Entre julio y octubre de este año se vence el plazo forzoso que los inversionistas que se acogieron al programa de repatriación de capitales tendrán que cumplir de mantener sus recursos invertidos en México.

Dicho decreto que fue impulsado en el 2017 otorgó diversas facilidades administrativas en materia de Impuesto sobre la Renta con la finalidad de incentivar el retorno de los recursos que los residentes fiscales en el país habían mantenido en el extranjero y de regularizar sus obligaciones tributarias.

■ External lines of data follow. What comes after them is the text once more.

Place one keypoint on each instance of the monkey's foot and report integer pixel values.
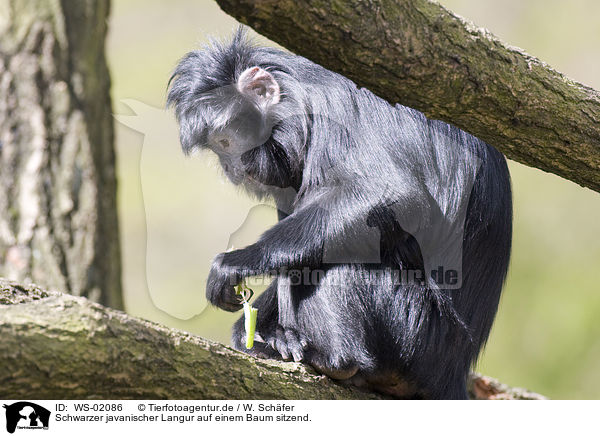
(289, 343)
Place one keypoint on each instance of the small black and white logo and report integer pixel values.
(26, 415)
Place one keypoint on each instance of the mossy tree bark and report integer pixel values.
(417, 53)
(58, 222)
(59, 346)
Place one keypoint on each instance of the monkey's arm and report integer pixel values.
(299, 240)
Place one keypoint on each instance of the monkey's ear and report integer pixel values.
(259, 85)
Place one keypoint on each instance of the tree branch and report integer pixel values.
(59, 346)
(418, 53)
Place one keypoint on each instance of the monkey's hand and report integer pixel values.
(222, 279)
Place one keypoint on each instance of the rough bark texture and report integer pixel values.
(417, 53)
(59, 346)
(58, 222)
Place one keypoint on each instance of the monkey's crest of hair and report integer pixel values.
(203, 87)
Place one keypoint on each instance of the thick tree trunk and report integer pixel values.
(58, 222)
(418, 53)
(58, 346)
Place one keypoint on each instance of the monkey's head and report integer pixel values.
(228, 112)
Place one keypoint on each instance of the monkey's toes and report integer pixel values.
(289, 343)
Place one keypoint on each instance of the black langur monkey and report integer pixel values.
(394, 231)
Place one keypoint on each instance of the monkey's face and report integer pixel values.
(245, 130)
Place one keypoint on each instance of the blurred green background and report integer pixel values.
(181, 212)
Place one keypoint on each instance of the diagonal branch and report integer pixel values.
(56, 345)
(418, 53)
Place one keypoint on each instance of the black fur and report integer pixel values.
(343, 165)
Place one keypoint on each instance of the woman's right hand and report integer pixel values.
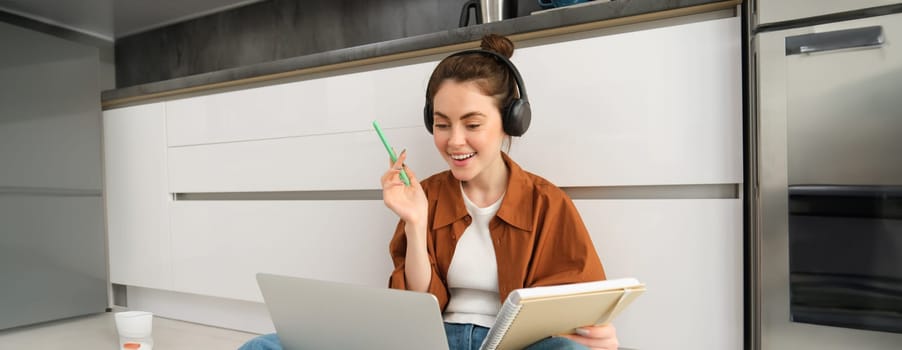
(408, 202)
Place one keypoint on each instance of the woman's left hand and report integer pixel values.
(602, 337)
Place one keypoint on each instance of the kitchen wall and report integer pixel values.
(278, 29)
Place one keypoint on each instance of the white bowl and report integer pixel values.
(134, 324)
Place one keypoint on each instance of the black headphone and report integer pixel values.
(515, 117)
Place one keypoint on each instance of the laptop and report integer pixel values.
(314, 314)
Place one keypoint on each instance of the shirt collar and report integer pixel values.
(516, 207)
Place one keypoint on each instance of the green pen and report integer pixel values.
(391, 152)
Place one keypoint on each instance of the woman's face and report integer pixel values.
(467, 130)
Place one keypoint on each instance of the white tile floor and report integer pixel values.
(98, 331)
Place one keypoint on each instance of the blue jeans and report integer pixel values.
(460, 337)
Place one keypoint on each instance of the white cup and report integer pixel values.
(135, 330)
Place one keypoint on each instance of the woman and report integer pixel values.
(474, 233)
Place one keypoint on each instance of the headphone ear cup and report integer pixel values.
(517, 117)
(427, 116)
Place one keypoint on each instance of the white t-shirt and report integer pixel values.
(473, 274)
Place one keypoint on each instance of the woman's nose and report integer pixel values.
(457, 137)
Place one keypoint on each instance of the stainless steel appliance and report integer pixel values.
(825, 138)
(487, 11)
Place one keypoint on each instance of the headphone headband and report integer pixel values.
(515, 116)
(510, 65)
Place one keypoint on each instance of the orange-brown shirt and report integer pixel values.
(538, 235)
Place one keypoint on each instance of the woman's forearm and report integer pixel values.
(417, 269)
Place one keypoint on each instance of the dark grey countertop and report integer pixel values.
(563, 17)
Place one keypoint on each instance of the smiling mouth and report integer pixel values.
(463, 156)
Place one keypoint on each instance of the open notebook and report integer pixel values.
(531, 314)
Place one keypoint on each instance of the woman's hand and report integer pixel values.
(602, 337)
(408, 202)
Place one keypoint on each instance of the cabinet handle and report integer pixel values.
(835, 40)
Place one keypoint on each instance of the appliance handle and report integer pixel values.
(867, 37)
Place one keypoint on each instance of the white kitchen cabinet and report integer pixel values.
(220, 246)
(651, 107)
(334, 103)
(137, 197)
(688, 252)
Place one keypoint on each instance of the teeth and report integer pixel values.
(462, 156)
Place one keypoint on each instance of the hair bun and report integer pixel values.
(499, 44)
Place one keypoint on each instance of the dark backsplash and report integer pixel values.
(278, 29)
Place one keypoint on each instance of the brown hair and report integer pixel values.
(494, 78)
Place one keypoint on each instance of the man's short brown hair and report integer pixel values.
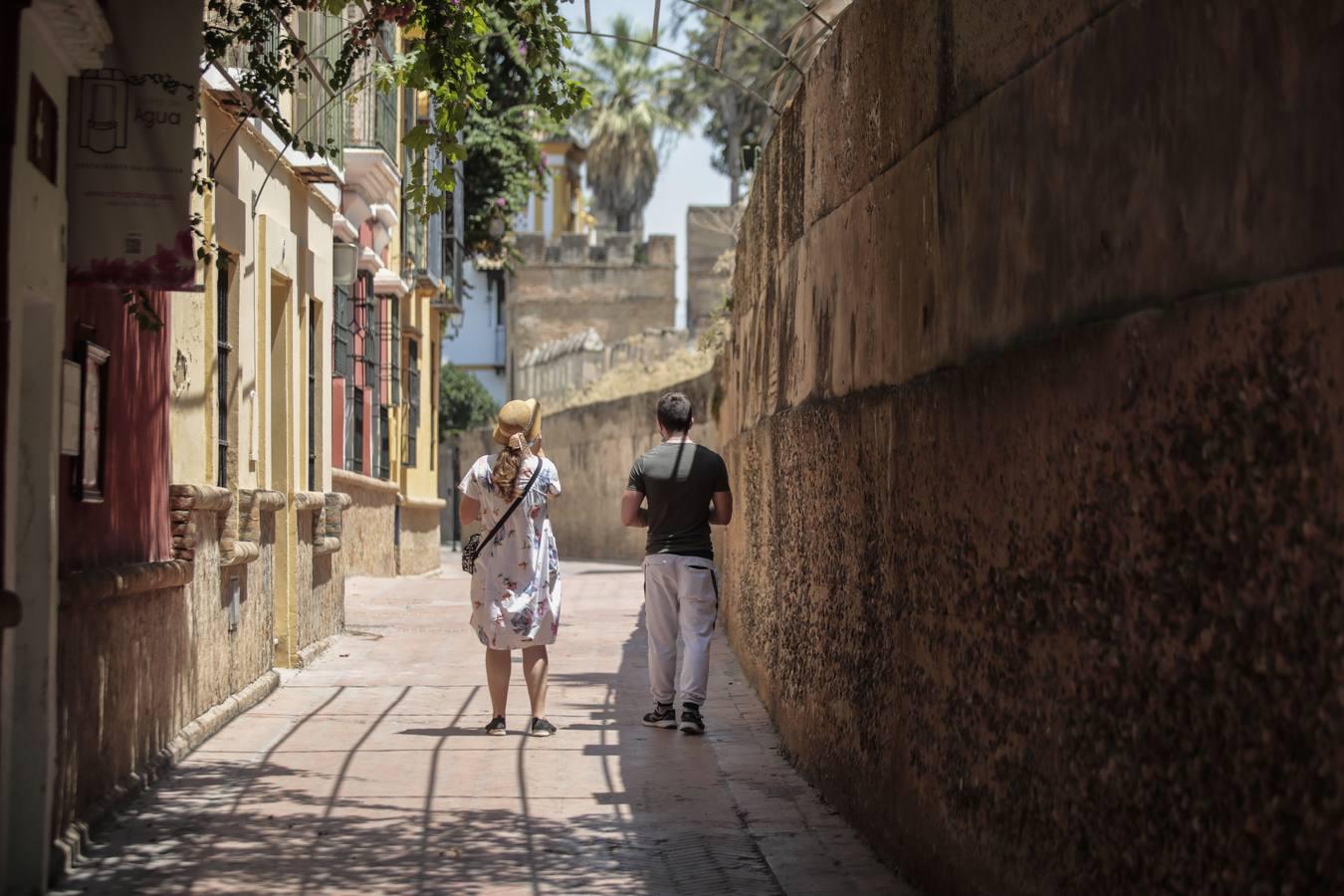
(675, 412)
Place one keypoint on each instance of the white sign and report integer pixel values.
(131, 129)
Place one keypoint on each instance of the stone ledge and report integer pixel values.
(360, 481)
(421, 504)
(318, 648)
(183, 496)
(310, 500)
(121, 580)
(73, 842)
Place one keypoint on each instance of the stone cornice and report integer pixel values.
(310, 500)
(372, 173)
(360, 481)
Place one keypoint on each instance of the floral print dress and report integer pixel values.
(517, 585)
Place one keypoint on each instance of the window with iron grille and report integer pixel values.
(361, 369)
(413, 400)
(312, 395)
(391, 348)
(384, 452)
(342, 365)
(223, 352)
(369, 342)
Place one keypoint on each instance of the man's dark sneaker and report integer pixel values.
(691, 720)
(663, 716)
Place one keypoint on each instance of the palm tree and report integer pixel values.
(626, 121)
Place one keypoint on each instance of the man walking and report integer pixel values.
(687, 488)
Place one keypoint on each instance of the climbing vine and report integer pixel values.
(444, 54)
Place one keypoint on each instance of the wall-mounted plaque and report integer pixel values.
(93, 406)
(72, 376)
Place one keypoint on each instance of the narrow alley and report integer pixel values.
(368, 773)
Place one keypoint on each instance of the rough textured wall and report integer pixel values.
(593, 448)
(418, 551)
(709, 235)
(1033, 415)
(368, 524)
(564, 289)
(130, 523)
(134, 669)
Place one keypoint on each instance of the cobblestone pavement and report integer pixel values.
(368, 773)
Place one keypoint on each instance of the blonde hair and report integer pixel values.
(508, 465)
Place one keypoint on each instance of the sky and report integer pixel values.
(686, 177)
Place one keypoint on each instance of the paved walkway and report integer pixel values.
(367, 773)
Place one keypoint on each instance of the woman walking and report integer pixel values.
(517, 580)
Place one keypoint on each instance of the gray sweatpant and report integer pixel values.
(680, 595)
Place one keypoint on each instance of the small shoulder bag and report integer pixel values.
(473, 545)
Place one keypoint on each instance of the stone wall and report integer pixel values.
(368, 524)
(419, 541)
(149, 653)
(593, 448)
(554, 371)
(1036, 326)
(617, 288)
(709, 235)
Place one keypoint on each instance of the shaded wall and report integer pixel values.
(130, 524)
(618, 289)
(419, 539)
(368, 524)
(1036, 349)
(593, 448)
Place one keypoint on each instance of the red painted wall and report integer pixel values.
(130, 524)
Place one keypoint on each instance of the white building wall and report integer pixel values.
(479, 346)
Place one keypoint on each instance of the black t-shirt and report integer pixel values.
(679, 479)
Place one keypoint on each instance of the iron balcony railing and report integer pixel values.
(319, 113)
(372, 119)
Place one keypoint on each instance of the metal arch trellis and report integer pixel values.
(789, 58)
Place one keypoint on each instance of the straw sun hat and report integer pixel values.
(519, 416)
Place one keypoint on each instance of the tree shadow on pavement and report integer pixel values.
(663, 821)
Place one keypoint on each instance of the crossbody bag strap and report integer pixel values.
(514, 507)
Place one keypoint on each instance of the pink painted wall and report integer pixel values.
(130, 524)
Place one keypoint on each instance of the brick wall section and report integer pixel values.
(1033, 415)
(574, 288)
(593, 448)
(418, 553)
(136, 664)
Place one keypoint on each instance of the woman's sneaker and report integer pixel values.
(663, 716)
(691, 720)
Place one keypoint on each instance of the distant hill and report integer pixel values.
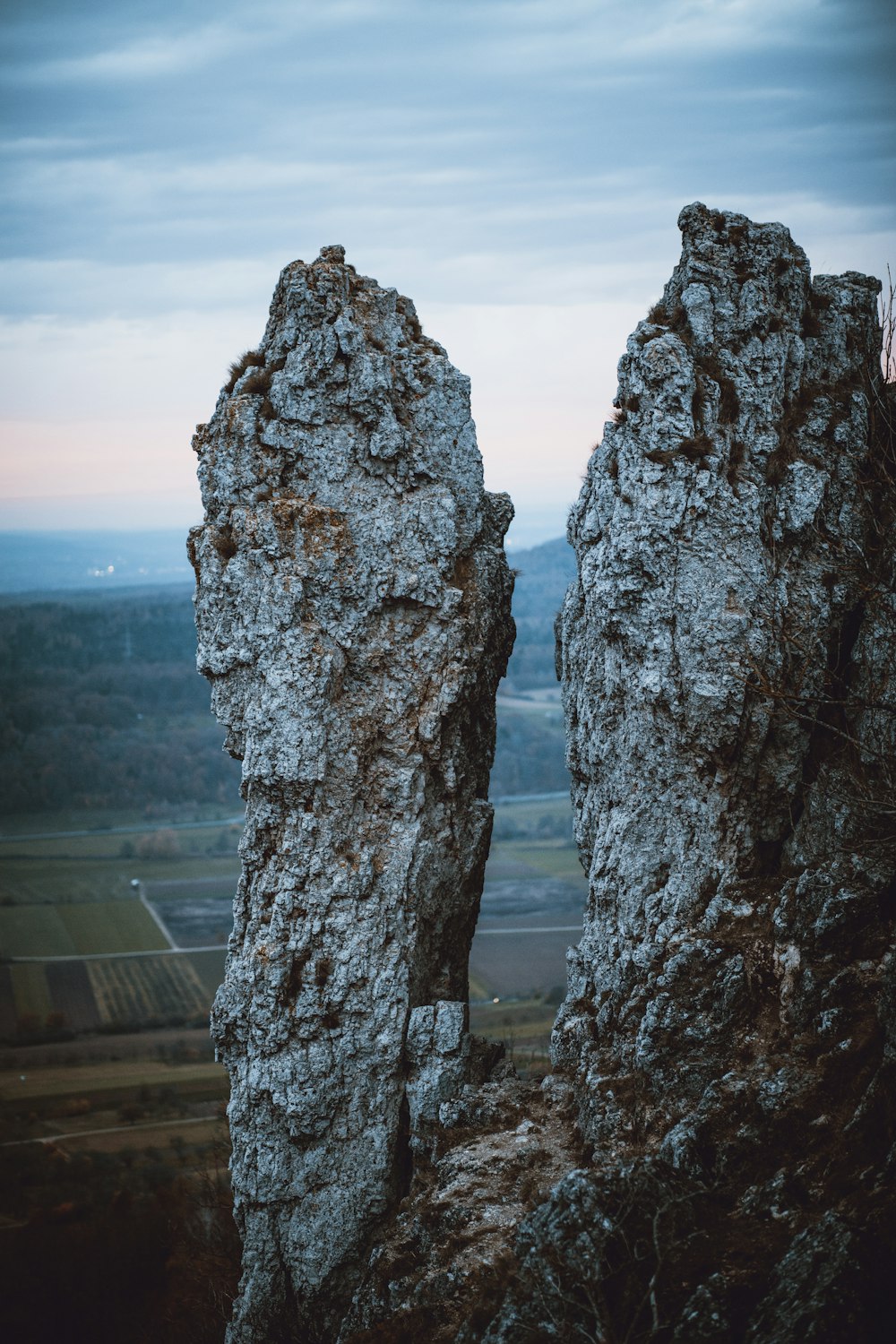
(96, 561)
(543, 575)
(101, 704)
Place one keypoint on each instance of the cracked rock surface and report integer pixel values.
(352, 605)
(727, 658)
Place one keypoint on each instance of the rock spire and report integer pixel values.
(352, 605)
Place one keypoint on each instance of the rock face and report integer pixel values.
(727, 658)
(354, 620)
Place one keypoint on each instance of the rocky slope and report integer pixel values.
(727, 659)
(354, 620)
(726, 1056)
(712, 1158)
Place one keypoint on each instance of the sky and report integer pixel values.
(516, 167)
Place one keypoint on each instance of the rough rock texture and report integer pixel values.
(354, 620)
(727, 659)
(727, 1051)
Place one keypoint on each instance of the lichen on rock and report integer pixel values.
(352, 605)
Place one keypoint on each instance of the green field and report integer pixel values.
(72, 930)
(72, 897)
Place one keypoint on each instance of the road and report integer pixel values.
(110, 1129)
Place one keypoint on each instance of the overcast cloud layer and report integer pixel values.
(516, 168)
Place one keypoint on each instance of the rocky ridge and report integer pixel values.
(712, 1158)
(352, 604)
(726, 1054)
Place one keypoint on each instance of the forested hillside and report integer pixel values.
(101, 704)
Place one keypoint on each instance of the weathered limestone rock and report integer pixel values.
(727, 658)
(354, 620)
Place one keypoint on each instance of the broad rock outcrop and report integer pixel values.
(720, 1117)
(727, 658)
(354, 620)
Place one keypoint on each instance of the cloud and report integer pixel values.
(514, 167)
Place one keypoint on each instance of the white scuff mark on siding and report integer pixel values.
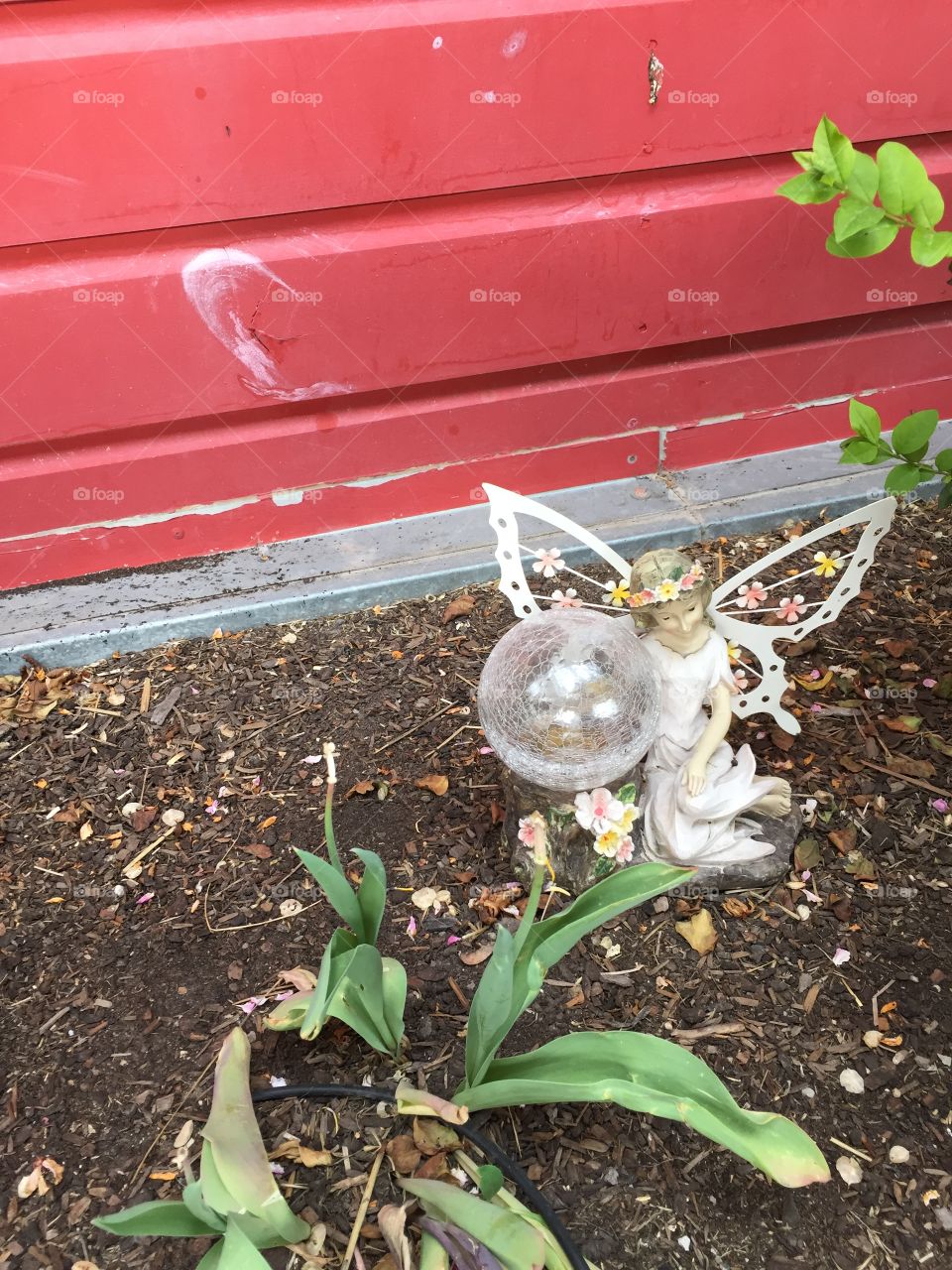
(513, 45)
(134, 522)
(212, 281)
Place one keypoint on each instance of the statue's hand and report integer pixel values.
(694, 776)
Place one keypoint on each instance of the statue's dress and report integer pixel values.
(708, 828)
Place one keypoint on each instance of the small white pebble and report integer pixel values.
(849, 1170)
(852, 1080)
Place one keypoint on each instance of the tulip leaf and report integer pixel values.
(649, 1075)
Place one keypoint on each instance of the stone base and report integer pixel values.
(575, 862)
(748, 874)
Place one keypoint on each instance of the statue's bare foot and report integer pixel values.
(777, 803)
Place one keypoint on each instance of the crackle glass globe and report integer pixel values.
(569, 698)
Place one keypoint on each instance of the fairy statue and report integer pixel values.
(715, 653)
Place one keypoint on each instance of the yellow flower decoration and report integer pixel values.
(607, 843)
(826, 566)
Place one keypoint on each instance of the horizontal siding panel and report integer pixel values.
(232, 484)
(131, 330)
(146, 117)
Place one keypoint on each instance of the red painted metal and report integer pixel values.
(162, 114)
(231, 320)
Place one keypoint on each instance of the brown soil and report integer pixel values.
(116, 1005)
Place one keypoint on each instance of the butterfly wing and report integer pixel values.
(513, 516)
(758, 624)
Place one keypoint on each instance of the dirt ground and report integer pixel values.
(118, 989)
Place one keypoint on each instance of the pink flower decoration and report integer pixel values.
(548, 561)
(751, 595)
(567, 599)
(792, 608)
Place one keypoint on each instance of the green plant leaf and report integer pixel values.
(866, 243)
(914, 431)
(861, 452)
(489, 1180)
(853, 214)
(904, 477)
(865, 178)
(904, 181)
(806, 189)
(236, 1176)
(212, 1257)
(833, 153)
(158, 1216)
(929, 211)
(338, 890)
(193, 1202)
(240, 1254)
(371, 894)
(929, 248)
(350, 987)
(433, 1255)
(506, 1234)
(515, 974)
(865, 421)
(657, 1078)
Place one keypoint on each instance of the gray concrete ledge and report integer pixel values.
(82, 621)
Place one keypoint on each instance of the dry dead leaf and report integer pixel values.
(434, 783)
(458, 607)
(737, 907)
(698, 931)
(298, 1153)
(404, 1153)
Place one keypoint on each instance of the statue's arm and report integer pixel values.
(694, 775)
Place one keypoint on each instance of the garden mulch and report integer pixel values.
(131, 943)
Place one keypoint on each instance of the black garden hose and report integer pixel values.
(507, 1166)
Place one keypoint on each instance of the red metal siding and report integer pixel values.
(231, 318)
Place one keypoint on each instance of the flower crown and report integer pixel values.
(671, 587)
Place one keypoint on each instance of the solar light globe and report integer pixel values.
(569, 698)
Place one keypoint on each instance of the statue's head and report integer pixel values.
(669, 589)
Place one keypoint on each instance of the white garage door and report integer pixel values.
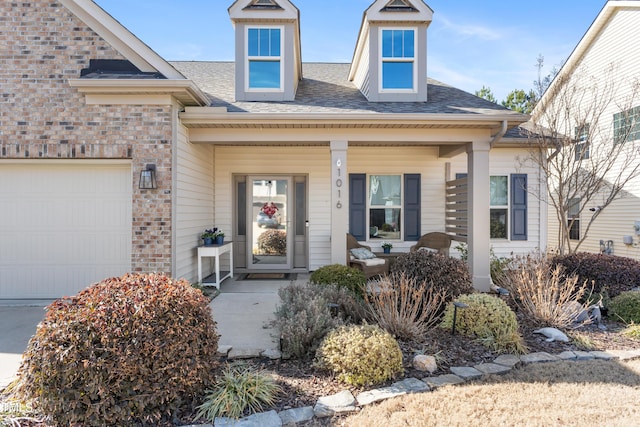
(62, 227)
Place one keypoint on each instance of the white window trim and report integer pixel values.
(414, 61)
(506, 207)
(248, 59)
(370, 206)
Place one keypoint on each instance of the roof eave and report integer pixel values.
(185, 91)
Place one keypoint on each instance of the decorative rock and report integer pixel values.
(244, 353)
(425, 363)
(539, 357)
(603, 355)
(292, 417)
(371, 396)
(622, 354)
(272, 354)
(552, 334)
(584, 355)
(509, 360)
(466, 373)
(334, 404)
(223, 350)
(492, 368)
(442, 380)
(263, 419)
(412, 385)
(567, 355)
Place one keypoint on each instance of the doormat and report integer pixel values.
(267, 276)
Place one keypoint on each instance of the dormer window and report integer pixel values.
(397, 59)
(264, 60)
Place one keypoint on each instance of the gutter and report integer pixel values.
(497, 137)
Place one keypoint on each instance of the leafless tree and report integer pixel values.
(586, 159)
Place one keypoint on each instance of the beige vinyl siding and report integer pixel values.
(404, 160)
(194, 200)
(311, 161)
(614, 49)
(505, 162)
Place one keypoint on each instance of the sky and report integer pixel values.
(470, 43)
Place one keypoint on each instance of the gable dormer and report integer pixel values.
(268, 59)
(390, 60)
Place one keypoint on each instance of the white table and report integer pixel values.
(214, 251)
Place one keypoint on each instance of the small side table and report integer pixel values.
(214, 251)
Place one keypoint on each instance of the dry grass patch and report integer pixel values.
(563, 393)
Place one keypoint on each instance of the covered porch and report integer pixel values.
(328, 149)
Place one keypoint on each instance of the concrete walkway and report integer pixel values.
(244, 311)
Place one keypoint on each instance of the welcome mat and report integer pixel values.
(267, 276)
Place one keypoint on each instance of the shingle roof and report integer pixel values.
(325, 88)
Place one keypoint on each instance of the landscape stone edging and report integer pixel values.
(348, 403)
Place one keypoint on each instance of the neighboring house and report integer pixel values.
(373, 148)
(604, 68)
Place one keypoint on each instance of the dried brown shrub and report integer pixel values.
(402, 308)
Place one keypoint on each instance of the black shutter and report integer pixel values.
(412, 207)
(358, 205)
(519, 207)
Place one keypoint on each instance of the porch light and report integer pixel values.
(148, 178)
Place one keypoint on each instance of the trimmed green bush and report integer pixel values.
(304, 316)
(340, 275)
(126, 351)
(625, 307)
(360, 355)
(441, 272)
(610, 274)
(489, 319)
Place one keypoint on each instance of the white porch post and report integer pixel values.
(478, 210)
(339, 201)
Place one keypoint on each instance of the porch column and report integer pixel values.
(339, 201)
(479, 243)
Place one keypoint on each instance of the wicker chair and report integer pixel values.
(436, 240)
(369, 268)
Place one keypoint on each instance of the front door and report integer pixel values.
(271, 227)
(269, 219)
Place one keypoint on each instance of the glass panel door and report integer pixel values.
(270, 213)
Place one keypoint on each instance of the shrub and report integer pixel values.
(239, 389)
(272, 242)
(543, 292)
(340, 275)
(489, 319)
(360, 355)
(125, 351)
(435, 270)
(626, 307)
(402, 308)
(609, 273)
(304, 317)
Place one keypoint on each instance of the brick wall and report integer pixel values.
(42, 45)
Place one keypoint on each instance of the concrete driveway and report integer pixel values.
(18, 324)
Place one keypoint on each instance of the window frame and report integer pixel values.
(506, 208)
(626, 124)
(263, 58)
(400, 207)
(413, 60)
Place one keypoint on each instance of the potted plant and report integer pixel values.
(209, 235)
(219, 238)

Especialistas consultados coincidieron en que, a pesar de que se vive un proceso de incertidumbre económica derivado tanto de factores internos como externos, ven pocas posibilidades de que, una vez concluido el plazo, se registre una fuga masiva de capitales.

Gilberto Romero, director de Mercados de Grupo Financiero Ve por Más, señaló que, debido a que México tiene potencial de gran crecimiento, aunado con una tasa de interés atractiva, el flujo que pudiera salir sería muy poco.

“Parte importante de que dichos recursos no salgan del país se debe a los altos rendimientos que estamos pagando en México, las tasas de referencia están arriba de 8%, lo cual es un aliciente”.

Indicó que el mercado mexicano está ofreciendo rendimientos bastante atractivos para ser un país con grado de inversión, por lo que estima que el premio por permanecer ya se está pagando.

Descartó que este vencimiento provoque una presión adicional al peso mexicano, el cual en los últimos días ha sufrido una caída en su valor derivado del conflicto comercial entre China y Estados Unidos, ya que la mayoría se invirtió con cobertura en dólares.

“De los flujos estimados que repatriaron, 10% se quedó en instrumentos en pesos que no están ligados a instrumentos en dólares, algunos de estos flujos se invirtieron en notas estructuradas, papeles indizados en dólares”.

“Con esta noticia no vamos a ver una presión adicional en el peso, si bien de ese 10% de la inversión en pesos podría salir una pequeña cantidad en dólares o ya salió, no se ha notado, dada la buena liquidez que tiene el mercado del país”.

Por su parte, Juan Manuel Franco Gallardo, integrante de la comisión técnica fiscal del Colegio de Contadores Públicos de México, coincidió en que dichos recursos en su mayoría no saldrán del país, ya que gran parte de los inversionistas que se apegaron al programa lo hizo en activos productivos como bienes raíces.

“La repatriación de capitales trajo un beneficio de tal manera que ese recurso que no había pagado impuestos México se trajo y se pagó a una tasa reducida de 8%, pero hubo algunos candados. El tiempo se está cumpliendo y los inversionistas pueden convertir esas inversiones en liquidez, podrían sacar su dinero del país, sin embargo, lo veo poco probable ya que gran parte de ese capital se invirtió en terrenos, ejidos, oficinas, es decir, inversiones de largo plazo”, señala el contador.

“El decreto permitió también que se pudiera invertir en acciones de empresas, esas también en un momento dado que los inversionistas las podrían vender, pero no hay que perder de vista el tipo de cambio, ya que la moneda mexicana ha perdido valor en los últimos dos años, por lo que en algunos casos no sería conveniente”.

Descartó que el actual gobierno otorgue un beneficio fiscal extra para impedir que los inversionistas que así lo decidan saquen su dinero del país, e indicó que lo más conveniente es que emita un nuevo decreto para que entre capital nuevo y se invierta en empleo.

Tasa de interés

Romero agregó que, ante próxima decisión de Banxico de mover su tasa de interés, prevé que a diferencia de la tendencia mundial donde se han dado anuncios a la baja, en México se mantendrá sin cambios y sería hasta septiembre cuando se decida disminuirla.

“El comunicado anterior venía con un poco de sesgo alcista, no mostrando que podían bajar las tasas, pero dado que las condiciones han cambiado de un mes para acá, creo que seguirán un poco conservadores y esperan hasta su reunión de septiembre para anunciar un recorte”.